True the NOAA and NWS aren't the easiest to navigate, but their mission isn't the easiest either. Not only do they need to make nice products so lazy user's don't have to take 3 seconds to read and scroll, but they need to supply good scientific products and provide a wealth of information to educate the public. I think it was unfair to say how difficult it was to navigate these pages, and not explain HOW to get the information. Reader's of your story that are not familiar with these pages could have been better served by your story of WHERE exactly to go and WHAT exactly to look for. Further, to not mention the Storm Tracker makes me shake my head. To criticize the difficulty in navigating these pages and ignore a great tool that consolidates information is just wrong.
 
Originally posted by Kiel Ortega
I just read this story and so I felt I should send the writer an email. here's what I said


Mr. Belzman--
I think you really missed the boat with your story. I want to quote you on a few things and show where you were way off:

1) \"The storm topping NOAA’s National Hurricane Center Web site? Tropical Storm Philippe, a small system forecast to bypass the United States by more than 1,000 miles.\"
--Tropical systems on the NHC website are listed in alphabetical order; Atlantic storms followed by Eastern Pacific storms. And if users can't scroll, they probably shouldn't be using a computer anyway.

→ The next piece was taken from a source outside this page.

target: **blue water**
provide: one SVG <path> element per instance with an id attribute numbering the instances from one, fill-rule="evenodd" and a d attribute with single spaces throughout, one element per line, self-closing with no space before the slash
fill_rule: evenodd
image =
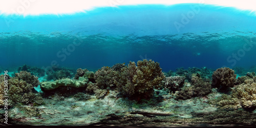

2) \"Flash back three weeks ago: As Katrina strengthened into a Category 5 monster and local and federal officials pleaded with Gulf Coast residents to take evacuation orders seriously, NOAA’s home page led with the story of how the agency’s historians had debunked a 142-year-old Civil War legend involving a cannon and a cat.\"
--Funny you mention the lead stories, because the screen capture of noaa.gov at the top of your story has two links AT THE TOP of the page has two links that could provide A WEALTH of information (which completely contradicts the next statement): one is to the NHC and the other is to NOAA's new attempt to consolidate information, the Storm Tracker. Your story didn't seem to mention this new webpage, which is great!

\"Links to tracking information about Rita, Philippe and other storms are located on the left side of NOAA home page or by scrolling further down.\"
--actually, they are at the top on the left, as I stated above, from the screen capture of noaa.gov present at the top of your story, no scrolling was required..

True the NOAA and NWS aren't the easiest to navigate, but their mission isn't the easiest either. Not only do they need to make nice products so lazy user's don't have to take 3 seconds to read and scroll, but they need to supply good scientific products and provide a wealth of information to educate the public. I think it was unfair to say how difficult it was to navigate these pages, and not explain HOW to get the information. Reader's of your story that are not familiar with these pages could have been better served by your story of WHERE exactly to go and WHAT exactly to look for. Further, to not mention the Storm Tracker makes me shake my head. To criticize the difficulty in navigating these pages and ignore a great tool that consolidates information is just wrong.